Police agencies in McHenry County will be able to train together at a new facility opening next week in Cary.
The 20,485-square-foot building, at 655 Village Hall Drive, was the old Cary Village Hall. A ribbon-cutting ceremony will be held at the new training facility next week.
An indoor shooting range at the Cary Public Works facility is expected to open in the spring, McHenry County Sheriff Robb Tadelman said. It originally was expected to open this winter, but supply chain delays pushed it back, Tadelman said.
Renovations on the building were kept to the interior, since it’s important to preserve the historic exterior aspects of the building, Cary Village Administrator Erik Morimoto said.
“It’s another great example of the effective use of revitalization of an existing space but, more importantly, a great public partnership,” he said.
The McHenry County Regional Training Center will have three training areas: two classrooms and a tactical training room. One classroom will fit 100 students, and a second 40-person classroom will be in the lower level, which used to be the Village Board room.
The MAT room will be for defensive tactics and scenario-based training. Tactical training usually covers handcuffing and handling people resisting arrest or being violent.
The McHenry County Sheriff’s Office provided crisis intervention training at the new facility last week. The 40-hour class involves actors role-playing different crises so officers can identify what a person may be going through and act accordingly, Tadelman said.
Police departments including Cary, Algonquin, Lake in the Hills and McHenry are expected to participate in training at the new building. Other departments are in talks, and costs for each department to use the facility is in the works, Tadelman said.
“We’ve had a good number of agencies that are going to participate in this training facility,” he said.
Previously, police officers would have to commute to training centers in the south suburbs, which can be more than an hour commute, Tadelman said. There also are plans to offer training that officers can complete during their shifts, including overnight.
“So they don’t have to take a day off to sleep and to change their life cycle so that they can get these trainings,” he said.
The McHenry County Sheriff’s Office bought the building for $1 in 2022. The $9.3 million project has been a plan for the sheriff’s office for years, Tadelman said.
About $6.2 million will be paid for through federal coronavirus relief dollars, and the rest from the sheriff’s office’s discretionary funds, McHenry County Sheriff’s Office Sgt. Eric Ellis said in February.
Tadelman said the training facility also will be a way for officers to easily address new mandates created under the state’s new SAFE-T Act.
“That’s one of things that this training facility is going to do is make sure that all the mandates for each officer are met not just at the level that the state has set, but we’re going to exceed those expectations,” he said.
Since multiple police departments typically respond to calls together, it’s important for officers to be on the same page and “not talking different languages,” Tadelman said.

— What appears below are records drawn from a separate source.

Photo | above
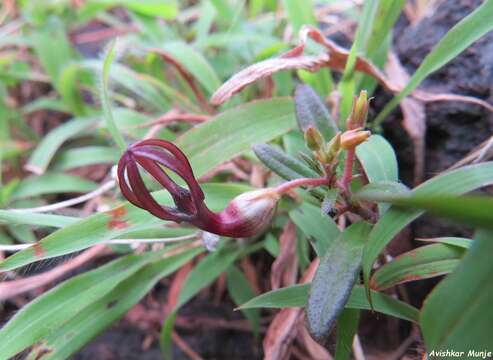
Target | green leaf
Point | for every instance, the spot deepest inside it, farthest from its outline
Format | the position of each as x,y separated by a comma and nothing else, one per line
284,165
98,316
52,48
234,131
195,63
334,279
203,274
395,219
321,81
36,219
297,295
110,225
378,159
458,313
166,9
421,263
457,39
380,37
105,98
321,229
240,290
83,156
455,241
52,183
42,155
375,191
347,85
347,326
311,112
300,13
49,311
470,210
219,139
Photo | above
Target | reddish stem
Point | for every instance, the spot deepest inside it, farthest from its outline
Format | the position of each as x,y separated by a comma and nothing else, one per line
348,170
283,188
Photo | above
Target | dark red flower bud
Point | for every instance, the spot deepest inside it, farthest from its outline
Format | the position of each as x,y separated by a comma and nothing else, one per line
246,215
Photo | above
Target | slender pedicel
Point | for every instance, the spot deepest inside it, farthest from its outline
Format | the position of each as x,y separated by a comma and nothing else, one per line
246,215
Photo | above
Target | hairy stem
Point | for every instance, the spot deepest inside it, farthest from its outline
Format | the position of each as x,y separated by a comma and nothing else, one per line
287,186
348,170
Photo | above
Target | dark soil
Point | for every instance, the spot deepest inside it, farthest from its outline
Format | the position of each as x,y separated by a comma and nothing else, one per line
453,128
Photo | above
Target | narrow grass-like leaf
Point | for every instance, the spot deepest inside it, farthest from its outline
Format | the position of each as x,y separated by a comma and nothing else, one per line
203,274
457,39
300,13
284,165
240,290
195,63
52,183
395,219
41,157
378,159
470,210
321,229
49,311
458,313
109,225
297,295
166,9
69,90
334,279
455,241
347,85
421,263
376,191
83,156
98,316
52,48
219,139
311,112
105,99
235,131
35,219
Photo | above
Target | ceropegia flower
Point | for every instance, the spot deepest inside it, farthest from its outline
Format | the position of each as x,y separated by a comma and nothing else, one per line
246,215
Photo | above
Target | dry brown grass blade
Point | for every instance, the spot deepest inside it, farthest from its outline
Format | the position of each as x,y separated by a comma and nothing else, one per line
283,328
285,265
335,58
265,69
414,116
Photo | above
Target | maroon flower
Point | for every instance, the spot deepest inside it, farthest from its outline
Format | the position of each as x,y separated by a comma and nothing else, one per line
246,215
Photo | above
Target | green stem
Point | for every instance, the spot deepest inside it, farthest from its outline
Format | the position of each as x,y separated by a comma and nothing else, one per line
105,101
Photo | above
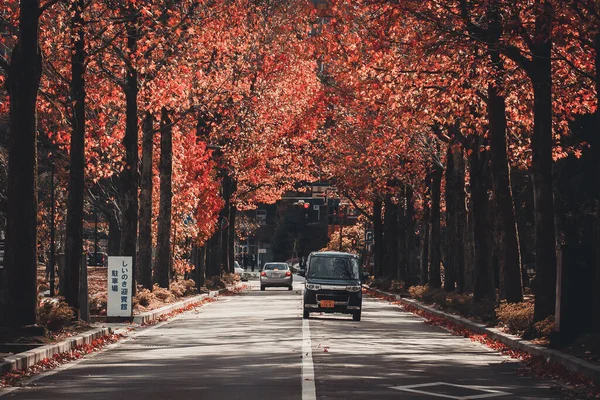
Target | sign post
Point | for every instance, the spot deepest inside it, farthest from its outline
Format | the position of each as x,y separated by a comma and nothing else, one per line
120,270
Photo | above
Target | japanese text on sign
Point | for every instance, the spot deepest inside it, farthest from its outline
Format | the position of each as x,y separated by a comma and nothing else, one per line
119,286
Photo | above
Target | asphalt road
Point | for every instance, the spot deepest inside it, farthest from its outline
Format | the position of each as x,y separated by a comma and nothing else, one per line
256,346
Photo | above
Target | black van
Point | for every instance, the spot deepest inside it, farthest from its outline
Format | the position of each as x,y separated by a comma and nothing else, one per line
333,284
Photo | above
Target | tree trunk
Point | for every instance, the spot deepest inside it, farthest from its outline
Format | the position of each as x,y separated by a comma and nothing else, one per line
541,167
469,243
435,280
200,267
224,219
114,234
412,272
145,246
379,245
460,216
213,265
509,260
452,249
424,278
74,244
231,230
402,237
19,294
130,182
163,254
596,306
483,273
390,226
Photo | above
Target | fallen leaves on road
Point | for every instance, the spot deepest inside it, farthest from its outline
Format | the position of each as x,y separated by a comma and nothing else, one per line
14,378
536,365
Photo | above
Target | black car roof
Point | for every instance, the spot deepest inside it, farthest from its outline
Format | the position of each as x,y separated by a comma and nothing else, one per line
332,254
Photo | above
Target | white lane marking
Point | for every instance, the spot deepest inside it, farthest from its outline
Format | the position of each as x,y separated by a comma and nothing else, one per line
488,393
309,391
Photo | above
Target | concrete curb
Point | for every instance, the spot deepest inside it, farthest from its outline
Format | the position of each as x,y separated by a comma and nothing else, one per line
29,358
572,363
159,312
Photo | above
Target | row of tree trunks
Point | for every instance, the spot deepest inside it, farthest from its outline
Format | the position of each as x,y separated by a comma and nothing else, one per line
163,251
74,228
379,249
596,306
129,176
453,249
511,286
18,299
402,237
114,233
412,273
231,230
435,237
390,238
395,237
144,261
541,167
483,275
424,272
224,223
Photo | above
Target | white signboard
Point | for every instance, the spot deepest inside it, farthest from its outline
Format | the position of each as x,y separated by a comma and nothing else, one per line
119,286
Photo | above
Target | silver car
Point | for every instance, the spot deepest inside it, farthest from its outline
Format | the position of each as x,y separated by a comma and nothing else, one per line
276,275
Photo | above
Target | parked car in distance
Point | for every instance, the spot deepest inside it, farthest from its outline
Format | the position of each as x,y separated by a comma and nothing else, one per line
240,271
276,274
333,284
99,259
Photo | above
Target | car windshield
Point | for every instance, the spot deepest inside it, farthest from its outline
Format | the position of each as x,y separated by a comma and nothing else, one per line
333,268
271,267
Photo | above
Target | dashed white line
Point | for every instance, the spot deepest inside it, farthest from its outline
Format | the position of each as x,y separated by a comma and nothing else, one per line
308,371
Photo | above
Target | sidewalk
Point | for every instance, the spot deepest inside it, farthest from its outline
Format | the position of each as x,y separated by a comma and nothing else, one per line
573,364
36,355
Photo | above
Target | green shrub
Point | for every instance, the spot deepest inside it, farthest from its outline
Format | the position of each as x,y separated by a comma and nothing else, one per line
397,287
483,310
417,292
381,284
54,314
162,294
98,304
516,317
544,327
143,297
459,303
215,283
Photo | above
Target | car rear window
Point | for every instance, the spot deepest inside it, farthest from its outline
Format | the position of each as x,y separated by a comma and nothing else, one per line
333,268
271,267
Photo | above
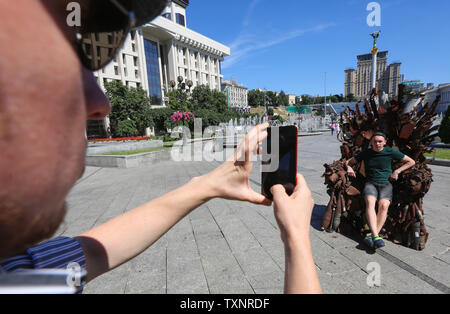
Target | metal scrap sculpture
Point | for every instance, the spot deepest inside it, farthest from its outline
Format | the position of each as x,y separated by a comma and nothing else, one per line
409,130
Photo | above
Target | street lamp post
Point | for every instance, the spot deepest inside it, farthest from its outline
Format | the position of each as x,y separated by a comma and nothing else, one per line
182,88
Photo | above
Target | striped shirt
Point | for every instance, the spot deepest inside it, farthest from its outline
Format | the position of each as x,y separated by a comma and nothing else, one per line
57,253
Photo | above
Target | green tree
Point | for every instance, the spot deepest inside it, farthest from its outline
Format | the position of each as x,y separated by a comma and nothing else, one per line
128,104
179,100
127,128
444,130
272,98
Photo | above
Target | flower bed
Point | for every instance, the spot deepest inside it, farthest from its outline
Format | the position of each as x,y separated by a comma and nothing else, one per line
121,139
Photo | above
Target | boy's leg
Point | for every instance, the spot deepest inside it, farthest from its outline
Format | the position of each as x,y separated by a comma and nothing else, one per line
371,215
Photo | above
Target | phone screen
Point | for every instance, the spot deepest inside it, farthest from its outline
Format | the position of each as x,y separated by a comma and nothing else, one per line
279,159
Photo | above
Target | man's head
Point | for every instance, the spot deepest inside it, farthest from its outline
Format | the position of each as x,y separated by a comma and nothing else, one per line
46,96
378,141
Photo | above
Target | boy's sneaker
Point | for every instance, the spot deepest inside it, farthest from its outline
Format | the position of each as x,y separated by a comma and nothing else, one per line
369,241
378,242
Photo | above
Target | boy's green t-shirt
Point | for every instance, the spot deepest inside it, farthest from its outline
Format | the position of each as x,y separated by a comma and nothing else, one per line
378,165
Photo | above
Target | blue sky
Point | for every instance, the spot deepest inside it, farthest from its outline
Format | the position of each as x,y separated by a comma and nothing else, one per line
289,45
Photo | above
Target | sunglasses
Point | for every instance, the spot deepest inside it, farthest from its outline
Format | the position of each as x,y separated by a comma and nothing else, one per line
106,26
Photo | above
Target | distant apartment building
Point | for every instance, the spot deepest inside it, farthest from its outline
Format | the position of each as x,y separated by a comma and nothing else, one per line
358,82
444,91
291,99
160,52
237,95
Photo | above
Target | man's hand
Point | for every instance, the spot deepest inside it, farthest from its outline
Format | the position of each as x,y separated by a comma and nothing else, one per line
231,179
394,175
293,215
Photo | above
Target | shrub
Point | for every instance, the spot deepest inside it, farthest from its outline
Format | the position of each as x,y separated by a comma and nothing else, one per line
127,128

“We’ll have top-notch, top-level, unified training so that when we support each other on calls, we’re able to come from the same training background,” he said.
The facility also allows the sheriff’s office to form a training committee. The purpose of the committee would be to find ways to update and change training based on the needs of the county.
“As opposed to getting generic training from the state that is almost like a big-box store, we really are addressing what the needs are from our community locally and handling it from there,” Tadelman said.
The sheriff’s office has further goals of expanding to create a police academy and a corrections academy. The expansion would depend on the availability of land that Cary could provide.